Besides that, David is particularly giddy these days because her goal of "permeating popular culture" is at last coming to pass. Amidst frightening reports of deadly heat waves and the melting of the Polar ice caps, Hurricane Katrina added fuel to the campaign as an example of a climate in turmoil. There was also last month's global warming cover story in Time magazine and this month a "Green Issue" of Vanity Fair.

"They also just ran a 'South Park' episode about hybrid cars and 'smug alerts' in California," David says. "It was satire, but it made a great point."

David's point is that we've all got to get involved in the global-warming solution or risk an imminent ecological nightmare of rising seas, flooding, the spread of deadly viruses and a massive spike in extreme weather phenomena akin to Katrina.

"Scientists are the most cautious people in the world, and they're telling us we have maybe 10 years to deal with this," she warns. "The oil companies spend millions spreading misinformation. But this can't be about personal agendas and politics. We can't wait until (President) Bush is out of office in three years. It's got to happen now. Katrina, I think, was a seminal moment in this fight."

It baffles David that she has become such a lightning rod for hostility, a symbol to some of showbiz grandstanding at its most self-righteous.
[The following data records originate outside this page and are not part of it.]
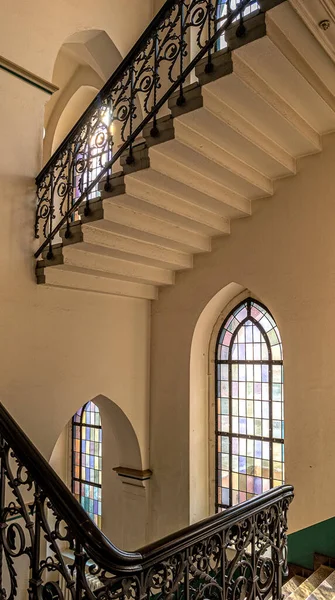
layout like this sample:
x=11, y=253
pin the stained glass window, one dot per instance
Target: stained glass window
x=249, y=405
x=221, y=14
x=87, y=460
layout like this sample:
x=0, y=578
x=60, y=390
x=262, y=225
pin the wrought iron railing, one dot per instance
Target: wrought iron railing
x=182, y=33
x=238, y=554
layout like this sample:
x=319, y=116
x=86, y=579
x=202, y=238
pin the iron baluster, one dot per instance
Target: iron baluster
x=219, y=557
x=241, y=30
x=35, y=581
x=181, y=97
x=51, y=213
x=154, y=130
x=130, y=157
x=108, y=186
x=210, y=10
x=88, y=153
x=2, y=513
x=70, y=188
x=80, y=569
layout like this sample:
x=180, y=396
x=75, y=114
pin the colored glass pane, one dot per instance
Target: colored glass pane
x=250, y=411
x=87, y=460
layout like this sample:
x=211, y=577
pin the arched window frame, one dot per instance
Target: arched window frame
x=86, y=480
x=248, y=302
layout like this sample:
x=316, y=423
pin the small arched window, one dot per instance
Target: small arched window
x=87, y=459
x=249, y=405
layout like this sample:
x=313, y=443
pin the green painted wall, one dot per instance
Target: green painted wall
x=317, y=538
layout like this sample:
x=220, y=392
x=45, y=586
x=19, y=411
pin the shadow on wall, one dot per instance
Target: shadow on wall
x=120, y=522
x=83, y=64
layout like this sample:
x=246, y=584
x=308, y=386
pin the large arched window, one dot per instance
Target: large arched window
x=249, y=405
x=87, y=459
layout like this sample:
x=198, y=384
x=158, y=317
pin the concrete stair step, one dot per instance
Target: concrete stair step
x=186, y=239
x=67, y=277
x=170, y=210
x=158, y=188
x=292, y=584
x=308, y=587
x=189, y=166
x=97, y=259
x=218, y=140
x=122, y=246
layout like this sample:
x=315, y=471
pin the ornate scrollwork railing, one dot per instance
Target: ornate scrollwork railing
x=182, y=33
x=239, y=554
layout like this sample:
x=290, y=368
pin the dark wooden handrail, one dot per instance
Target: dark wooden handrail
x=97, y=545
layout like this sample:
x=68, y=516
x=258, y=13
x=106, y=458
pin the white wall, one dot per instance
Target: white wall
x=284, y=254
x=58, y=348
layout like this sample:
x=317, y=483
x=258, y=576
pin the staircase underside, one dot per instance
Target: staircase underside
x=267, y=102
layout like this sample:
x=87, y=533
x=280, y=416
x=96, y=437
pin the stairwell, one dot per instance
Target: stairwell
x=306, y=585
x=267, y=101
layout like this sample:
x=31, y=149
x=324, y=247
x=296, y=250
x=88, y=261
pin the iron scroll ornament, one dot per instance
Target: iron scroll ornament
x=158, y=65
x=238, y=554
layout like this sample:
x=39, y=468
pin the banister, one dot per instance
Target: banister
x=62, y=499
x=66, y=181
x=192, y=557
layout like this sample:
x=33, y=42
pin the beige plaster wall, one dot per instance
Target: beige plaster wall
x=31, y=34
x=285, y=255
x=59, y=348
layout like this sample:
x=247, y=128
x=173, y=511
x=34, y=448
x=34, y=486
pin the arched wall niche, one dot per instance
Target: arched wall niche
x=202, y=398
x=84, y=62
x=75, y=106
x=122, y=524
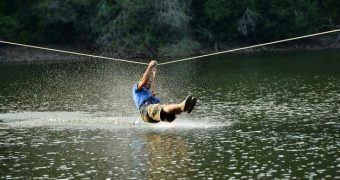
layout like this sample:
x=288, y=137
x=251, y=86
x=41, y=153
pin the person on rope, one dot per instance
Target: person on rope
x=149, y=105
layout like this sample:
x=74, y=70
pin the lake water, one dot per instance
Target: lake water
x=258, y=116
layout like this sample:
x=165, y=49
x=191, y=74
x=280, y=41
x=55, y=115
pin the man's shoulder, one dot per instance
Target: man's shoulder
x=135, y=87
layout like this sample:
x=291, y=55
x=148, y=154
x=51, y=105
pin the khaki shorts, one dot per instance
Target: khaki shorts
x=151, y=113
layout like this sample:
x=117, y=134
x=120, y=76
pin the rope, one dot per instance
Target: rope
x=179, y=60
x=153, y=85
x=249, y=47
x=74, y=53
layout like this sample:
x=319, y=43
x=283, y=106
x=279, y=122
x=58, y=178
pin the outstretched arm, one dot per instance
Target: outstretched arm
x=147, y=74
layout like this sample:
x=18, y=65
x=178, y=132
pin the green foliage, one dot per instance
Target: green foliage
x=171, y=28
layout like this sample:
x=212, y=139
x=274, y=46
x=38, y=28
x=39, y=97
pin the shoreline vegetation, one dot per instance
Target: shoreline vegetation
x=10, y=54
x=162, y=29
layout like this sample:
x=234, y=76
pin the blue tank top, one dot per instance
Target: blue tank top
x=142, y=96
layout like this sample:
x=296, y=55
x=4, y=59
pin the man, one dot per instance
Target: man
x=148, y=104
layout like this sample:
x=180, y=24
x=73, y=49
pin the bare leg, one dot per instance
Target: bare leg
x=172, y=108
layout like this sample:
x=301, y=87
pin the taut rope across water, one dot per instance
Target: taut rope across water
x=179, y=60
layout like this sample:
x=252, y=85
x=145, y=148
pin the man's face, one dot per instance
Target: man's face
x=148, y=85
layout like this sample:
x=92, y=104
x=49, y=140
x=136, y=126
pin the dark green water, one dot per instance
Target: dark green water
x=258, y=117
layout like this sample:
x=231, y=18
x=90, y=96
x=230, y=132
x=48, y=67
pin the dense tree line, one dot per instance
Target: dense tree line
x=176, y=27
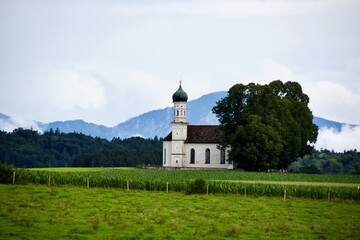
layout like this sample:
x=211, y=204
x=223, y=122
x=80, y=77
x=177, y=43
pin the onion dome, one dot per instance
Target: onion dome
x=180, y=95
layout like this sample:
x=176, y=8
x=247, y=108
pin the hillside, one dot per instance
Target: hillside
x=147, y=125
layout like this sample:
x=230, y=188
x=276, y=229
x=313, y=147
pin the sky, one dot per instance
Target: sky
x=107, y=61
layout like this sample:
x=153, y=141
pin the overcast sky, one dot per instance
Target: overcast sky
x=108, y=61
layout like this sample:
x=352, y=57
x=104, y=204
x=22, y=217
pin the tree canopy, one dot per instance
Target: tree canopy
x=266, y=126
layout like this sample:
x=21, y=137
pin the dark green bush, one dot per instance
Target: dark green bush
x=6, y=173
x=198, y=186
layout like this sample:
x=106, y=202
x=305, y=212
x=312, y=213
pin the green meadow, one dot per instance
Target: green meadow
x=73, y=212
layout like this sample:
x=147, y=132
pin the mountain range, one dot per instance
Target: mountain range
x=147, y=125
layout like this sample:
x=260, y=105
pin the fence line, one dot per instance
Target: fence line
x=246, y=189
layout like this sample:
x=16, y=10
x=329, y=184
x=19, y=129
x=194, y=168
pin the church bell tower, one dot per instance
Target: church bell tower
x=179, y=128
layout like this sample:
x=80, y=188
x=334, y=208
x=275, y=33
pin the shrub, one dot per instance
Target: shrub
x=198, y=186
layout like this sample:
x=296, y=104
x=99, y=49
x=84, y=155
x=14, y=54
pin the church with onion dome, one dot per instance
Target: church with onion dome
x=192, y=146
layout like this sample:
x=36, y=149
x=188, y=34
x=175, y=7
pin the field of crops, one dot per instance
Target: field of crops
x=234, y=182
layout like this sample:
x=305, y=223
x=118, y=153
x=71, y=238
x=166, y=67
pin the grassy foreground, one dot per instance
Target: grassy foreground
x=68, y=212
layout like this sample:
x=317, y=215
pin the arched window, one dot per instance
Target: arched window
x=164, y=155
x=192, y=156
x=207, y=156
x=222, y=156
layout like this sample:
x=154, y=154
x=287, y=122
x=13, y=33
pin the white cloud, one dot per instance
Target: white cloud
x=347, y=139
x=69, y=89
x=239, y=8
x=15, y=122
x=333, y=101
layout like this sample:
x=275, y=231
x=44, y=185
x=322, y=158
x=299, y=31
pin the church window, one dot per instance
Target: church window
x=164, y=155
x=192, y=156
x=207, y=156
x=222, y=156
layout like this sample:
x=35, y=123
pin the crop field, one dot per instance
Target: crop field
x=71, y=212
x=284, y=185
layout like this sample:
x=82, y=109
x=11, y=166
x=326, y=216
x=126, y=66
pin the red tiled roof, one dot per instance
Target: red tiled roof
x=201, y=134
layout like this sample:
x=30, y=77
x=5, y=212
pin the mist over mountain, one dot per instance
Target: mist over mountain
x=147, y=125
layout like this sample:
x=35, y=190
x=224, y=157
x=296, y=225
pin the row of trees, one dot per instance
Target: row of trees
x=29, y=148
x=266, y=126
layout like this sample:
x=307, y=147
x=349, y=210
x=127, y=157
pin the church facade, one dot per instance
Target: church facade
x=192, y=146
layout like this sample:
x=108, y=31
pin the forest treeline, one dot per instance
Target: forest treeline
x=325, y=161
x=27, y=148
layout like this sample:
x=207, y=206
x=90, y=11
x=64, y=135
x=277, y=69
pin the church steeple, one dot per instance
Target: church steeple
x=179, y=99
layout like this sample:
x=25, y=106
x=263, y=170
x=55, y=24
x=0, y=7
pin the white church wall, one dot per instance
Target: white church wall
x=200, y=156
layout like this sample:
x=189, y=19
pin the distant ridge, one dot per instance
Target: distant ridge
x=152, y=123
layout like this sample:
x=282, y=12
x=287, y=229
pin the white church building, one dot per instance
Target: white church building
x=192, y=146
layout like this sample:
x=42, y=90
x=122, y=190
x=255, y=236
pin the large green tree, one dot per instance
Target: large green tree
x=266, y=126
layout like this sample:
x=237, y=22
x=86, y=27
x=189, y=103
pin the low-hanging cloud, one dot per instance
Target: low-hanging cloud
x=12, y=123
x=348, y=138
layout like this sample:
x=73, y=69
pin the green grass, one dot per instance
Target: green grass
x=258, y=184
x=67, y=212
x=79, y=169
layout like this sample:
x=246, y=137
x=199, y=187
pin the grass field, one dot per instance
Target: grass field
x=69, y=212
x=317, y=186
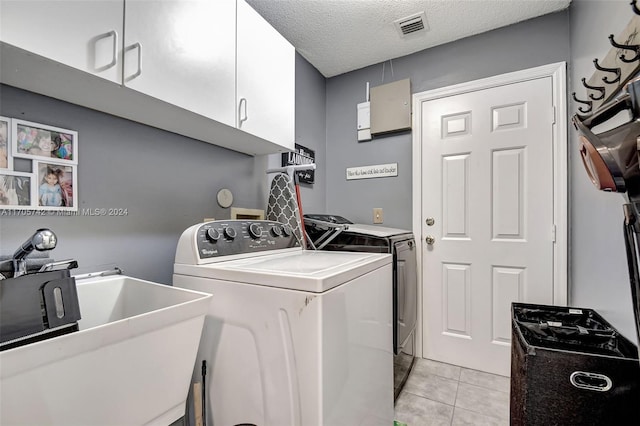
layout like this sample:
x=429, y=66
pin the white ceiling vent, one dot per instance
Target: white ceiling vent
x=416, y=23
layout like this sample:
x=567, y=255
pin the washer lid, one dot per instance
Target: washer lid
x=376, y=231
x=313, y=271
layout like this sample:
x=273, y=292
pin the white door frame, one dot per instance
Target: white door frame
x=557, y=72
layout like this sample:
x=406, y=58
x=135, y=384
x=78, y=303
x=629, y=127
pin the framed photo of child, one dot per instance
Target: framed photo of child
x=16, y=190
x=6, y=159
x=39, y=141
x=57, y=185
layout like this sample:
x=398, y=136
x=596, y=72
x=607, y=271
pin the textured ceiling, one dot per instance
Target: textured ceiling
x=338, y=36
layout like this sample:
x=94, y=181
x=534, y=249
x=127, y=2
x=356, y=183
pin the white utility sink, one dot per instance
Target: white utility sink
x=130, y=363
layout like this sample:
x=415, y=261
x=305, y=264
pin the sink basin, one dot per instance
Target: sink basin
x=129, y=364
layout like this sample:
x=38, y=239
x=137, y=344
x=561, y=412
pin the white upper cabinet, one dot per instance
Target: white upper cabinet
x=183, y=52
x=86, y=35
x=199, y=68
x=265, y=79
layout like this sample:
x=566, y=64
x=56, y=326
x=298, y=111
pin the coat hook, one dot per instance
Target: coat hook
x=616, y=71
x=634, y=47
x=600, y=89
x=589, y=103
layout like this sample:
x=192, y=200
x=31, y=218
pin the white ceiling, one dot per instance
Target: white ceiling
x=338, y=36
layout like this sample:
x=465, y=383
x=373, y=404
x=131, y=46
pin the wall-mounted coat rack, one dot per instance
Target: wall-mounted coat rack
x=620, y=65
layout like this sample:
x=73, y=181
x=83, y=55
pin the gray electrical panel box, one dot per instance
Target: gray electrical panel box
x=391, y=107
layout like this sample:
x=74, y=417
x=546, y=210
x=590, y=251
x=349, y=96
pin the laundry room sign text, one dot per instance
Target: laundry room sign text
x=368, y=172
x=301, y=155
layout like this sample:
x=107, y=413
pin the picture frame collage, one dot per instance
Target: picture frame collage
x=38, y=166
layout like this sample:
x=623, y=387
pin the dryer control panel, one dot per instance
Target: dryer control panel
x=222, y=238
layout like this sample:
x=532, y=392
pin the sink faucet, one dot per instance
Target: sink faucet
x=42, y=240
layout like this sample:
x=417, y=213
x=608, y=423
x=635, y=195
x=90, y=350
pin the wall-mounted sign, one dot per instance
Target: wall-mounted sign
x=368, y=172
x=301, y=155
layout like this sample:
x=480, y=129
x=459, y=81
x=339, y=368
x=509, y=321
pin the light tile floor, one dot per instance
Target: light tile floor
x=444, y=394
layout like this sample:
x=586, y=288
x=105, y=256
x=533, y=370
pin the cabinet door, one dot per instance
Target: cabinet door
x=82, y=34
x=265, y=79
x=183, y=52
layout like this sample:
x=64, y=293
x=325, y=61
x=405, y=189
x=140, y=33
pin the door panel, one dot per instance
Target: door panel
x=487, y=161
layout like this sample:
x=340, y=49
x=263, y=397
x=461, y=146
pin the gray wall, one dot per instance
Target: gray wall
x=599, y=277
x=310, y=132
x=165, y=181
x=528, y=44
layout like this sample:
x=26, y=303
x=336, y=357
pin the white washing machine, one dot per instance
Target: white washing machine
x=292, y=337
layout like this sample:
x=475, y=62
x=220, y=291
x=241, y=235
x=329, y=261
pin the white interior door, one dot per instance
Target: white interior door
x=488, y=190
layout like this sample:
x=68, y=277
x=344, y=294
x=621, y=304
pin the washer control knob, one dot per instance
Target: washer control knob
x=229, y=233
x=255, y=230
x=276, y=231
x=213, y=235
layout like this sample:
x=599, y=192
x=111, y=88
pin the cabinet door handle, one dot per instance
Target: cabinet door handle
x=114, y=58
x=245, y=116
x=137, y=73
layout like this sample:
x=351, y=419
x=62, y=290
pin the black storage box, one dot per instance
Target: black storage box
x=571, y=367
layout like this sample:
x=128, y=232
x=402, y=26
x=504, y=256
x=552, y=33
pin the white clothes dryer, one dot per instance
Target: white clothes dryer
x=292, y=337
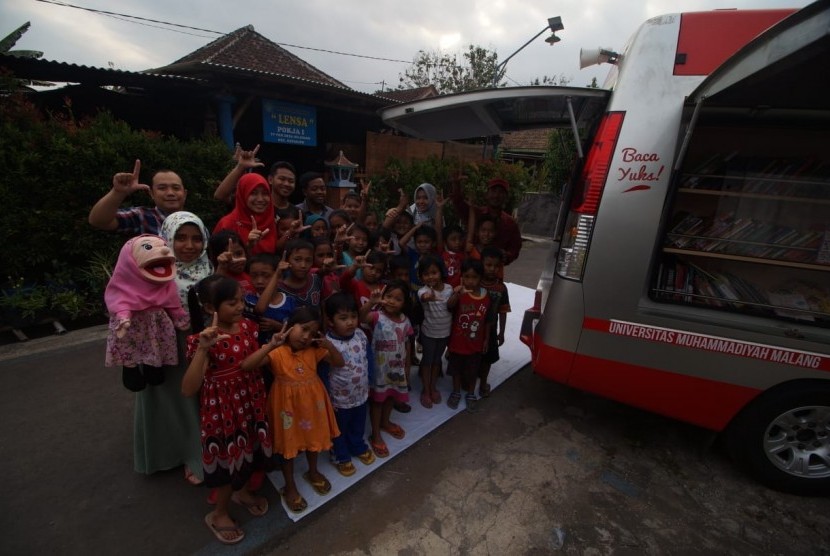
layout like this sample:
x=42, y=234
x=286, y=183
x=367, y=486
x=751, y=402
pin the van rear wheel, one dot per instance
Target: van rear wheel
x=783, y=438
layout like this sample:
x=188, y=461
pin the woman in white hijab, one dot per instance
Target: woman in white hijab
x=166, y=431
x=423, y=209
x=186, y=235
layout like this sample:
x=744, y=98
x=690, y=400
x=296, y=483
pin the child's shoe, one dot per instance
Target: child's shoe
x=367, y=457
x=454, y=400
x=346, y=468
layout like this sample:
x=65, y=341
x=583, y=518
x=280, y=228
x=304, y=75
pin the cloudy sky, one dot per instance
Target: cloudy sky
x=393, y=29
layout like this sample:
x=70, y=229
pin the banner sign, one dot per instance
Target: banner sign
x=705, y=342
x=291, y=124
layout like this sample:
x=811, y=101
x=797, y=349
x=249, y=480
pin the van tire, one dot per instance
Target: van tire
x=791, y=423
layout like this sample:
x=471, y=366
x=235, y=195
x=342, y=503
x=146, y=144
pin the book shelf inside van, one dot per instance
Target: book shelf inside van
x=748, y=225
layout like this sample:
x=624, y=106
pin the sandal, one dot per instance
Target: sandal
x=257, y=509
x=380, y=449
x=394, y=430
x=321, y=487
x=297, y=505
x=217, y=531
x=191, y=478
x=454, y=400
x=367, y=457
x=256, y=480
x=346, y=468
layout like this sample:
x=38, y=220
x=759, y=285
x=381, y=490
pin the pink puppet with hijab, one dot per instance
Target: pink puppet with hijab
x=145, y=311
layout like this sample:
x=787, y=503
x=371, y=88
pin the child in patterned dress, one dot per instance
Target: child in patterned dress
x=234, y=427
x=349, y=385
x=391, y=331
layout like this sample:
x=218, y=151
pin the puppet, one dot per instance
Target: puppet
x=145, y=310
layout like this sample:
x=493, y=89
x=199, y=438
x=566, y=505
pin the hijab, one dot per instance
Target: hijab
x=428, y=216
x=187, y=274
x=239, y=219
x=129, y=291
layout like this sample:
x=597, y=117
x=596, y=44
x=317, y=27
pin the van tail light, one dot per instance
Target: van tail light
x=580, y=223
x=530, y=319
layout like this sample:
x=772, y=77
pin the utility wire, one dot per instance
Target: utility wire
x=170, y=24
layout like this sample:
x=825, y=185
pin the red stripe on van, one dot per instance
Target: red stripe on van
x=707, y=39
x=706, y=403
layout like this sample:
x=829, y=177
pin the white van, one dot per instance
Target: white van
x=690, y=273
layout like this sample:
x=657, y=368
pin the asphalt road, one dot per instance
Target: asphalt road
x=540, y=469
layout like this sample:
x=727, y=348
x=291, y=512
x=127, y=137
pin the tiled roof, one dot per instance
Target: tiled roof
x=247, y=49
x=410, y=95
x=535, y=140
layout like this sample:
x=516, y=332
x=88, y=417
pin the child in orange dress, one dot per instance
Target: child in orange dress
x=298, y=404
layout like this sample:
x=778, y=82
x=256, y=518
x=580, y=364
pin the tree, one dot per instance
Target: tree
x=10, y=84
x=448, y=74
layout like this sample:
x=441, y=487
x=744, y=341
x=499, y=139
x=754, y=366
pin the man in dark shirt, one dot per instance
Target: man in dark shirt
x=168, y=194
x=508, y=237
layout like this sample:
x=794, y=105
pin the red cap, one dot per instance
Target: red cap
x=498, y=182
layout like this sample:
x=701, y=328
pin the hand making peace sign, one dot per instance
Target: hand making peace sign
x=126, y=183
x=247, y=159
x=256, y=234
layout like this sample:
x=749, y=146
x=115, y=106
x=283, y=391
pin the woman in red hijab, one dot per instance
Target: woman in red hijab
x=252, y=216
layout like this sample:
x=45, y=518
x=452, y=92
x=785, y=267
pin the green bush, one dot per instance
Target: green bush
x=54, y=169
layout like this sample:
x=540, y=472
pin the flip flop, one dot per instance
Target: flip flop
x=367, y=457
x=256, y=509
x=218, y=530
x=394, y=430
x=321, y=487
x=191, y=478
x=297, y=505
x=379, y=448
x=426, y=400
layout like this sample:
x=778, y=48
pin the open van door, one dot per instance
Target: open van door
x=778, y=76
x=763, y=116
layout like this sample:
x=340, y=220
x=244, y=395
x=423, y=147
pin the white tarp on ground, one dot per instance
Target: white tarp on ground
x=420, y=421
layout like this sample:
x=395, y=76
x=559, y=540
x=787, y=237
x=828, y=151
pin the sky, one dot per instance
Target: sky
x=393, y=29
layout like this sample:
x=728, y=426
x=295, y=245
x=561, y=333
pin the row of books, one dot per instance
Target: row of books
x=786, y=177
x=724, y=233
x=689, y=283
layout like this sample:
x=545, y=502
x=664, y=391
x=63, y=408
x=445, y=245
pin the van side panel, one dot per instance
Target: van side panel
x=706, y=403
x=707, y=39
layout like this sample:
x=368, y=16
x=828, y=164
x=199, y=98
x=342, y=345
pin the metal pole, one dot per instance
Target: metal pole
x=501, y=65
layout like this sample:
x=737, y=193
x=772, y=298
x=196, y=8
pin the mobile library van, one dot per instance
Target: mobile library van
x=690, y=268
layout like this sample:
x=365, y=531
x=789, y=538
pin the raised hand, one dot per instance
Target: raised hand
x=280, y=337
x=440, y=201
x=364, y=188
x=342, y=234
x=210, y=335
x=256, y=234
x=126, y=183
x=247, y=159
x=429, y=295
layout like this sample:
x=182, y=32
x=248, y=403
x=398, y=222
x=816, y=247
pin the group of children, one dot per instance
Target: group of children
x=305, y=328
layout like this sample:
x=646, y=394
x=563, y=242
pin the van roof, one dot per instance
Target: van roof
x=783, y=68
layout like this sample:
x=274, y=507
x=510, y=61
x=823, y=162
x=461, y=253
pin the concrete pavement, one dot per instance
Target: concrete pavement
x=540, y=469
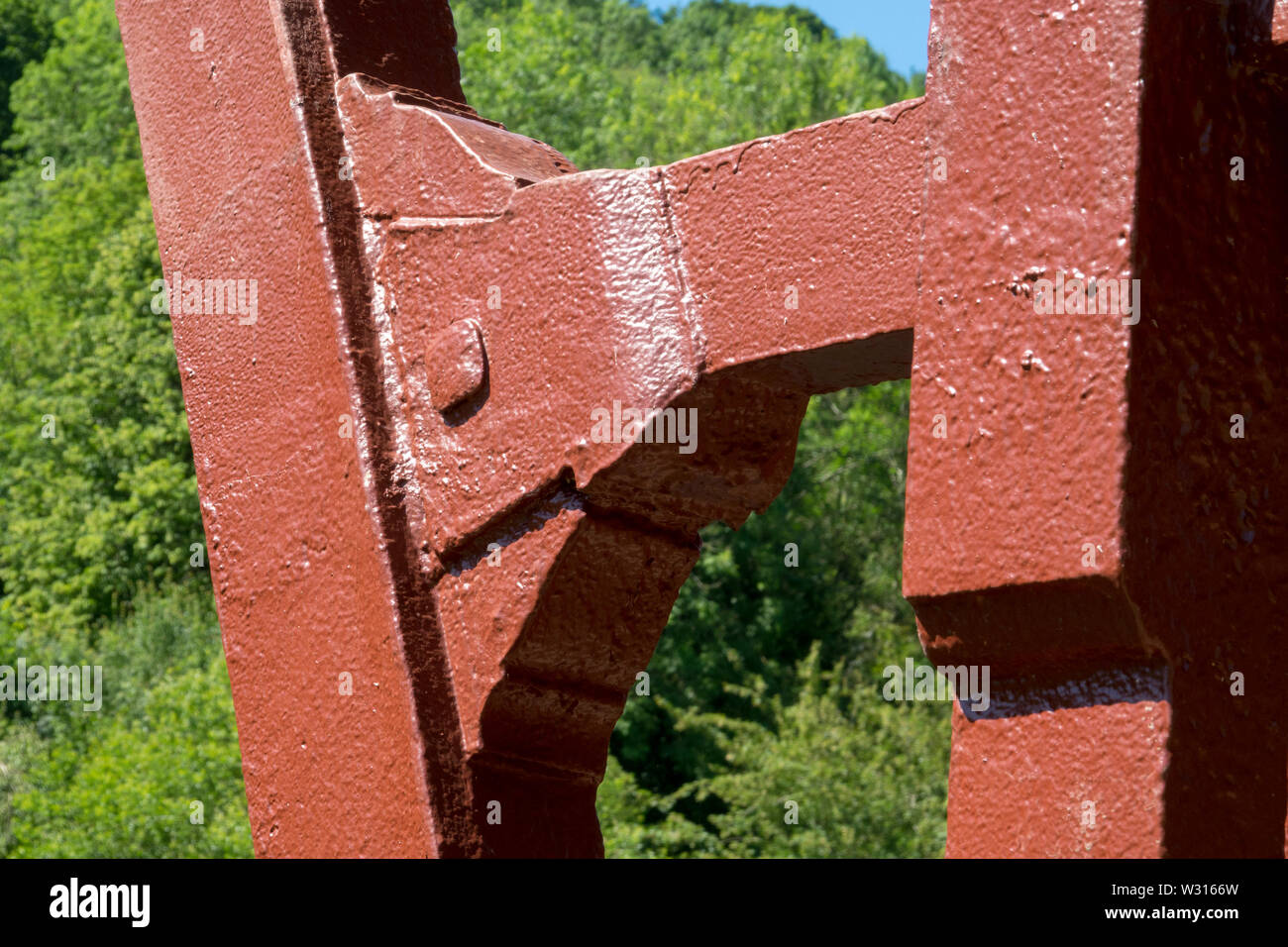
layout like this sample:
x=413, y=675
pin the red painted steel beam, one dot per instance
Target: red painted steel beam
x=492, y=574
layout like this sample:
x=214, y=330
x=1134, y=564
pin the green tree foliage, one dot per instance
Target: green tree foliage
x=765, y=686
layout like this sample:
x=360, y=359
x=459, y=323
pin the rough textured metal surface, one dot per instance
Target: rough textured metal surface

She's brutally attacked as a "Gulfstream liberal" for slamming SUV owners as merchants of waste while at the same time traversing the country in a private jet as a member of the wealthy class.

David prefers to focus her energies on the battle at hand rather than her detractors, but does say, "I'm dismissed as a wacko, as the wife of a celebrity. But any door my husband gets me in, I walk very proudly through. ... It baffles me when Hollywood people who work for good are marginalized and criticized."

More important to David is the cause that takes up so much of her time and has even convinced her hubby to drive a Prius. But why global warming? Why not, say, starvation in North Korea or the spread of AIDS in Africa?

"Because once you see how important this is, how it impacts every one of us on the planet so profoundly, it's clear this is the biggest issue we're facing," she believes. "I mean, without our environment, what do we have?"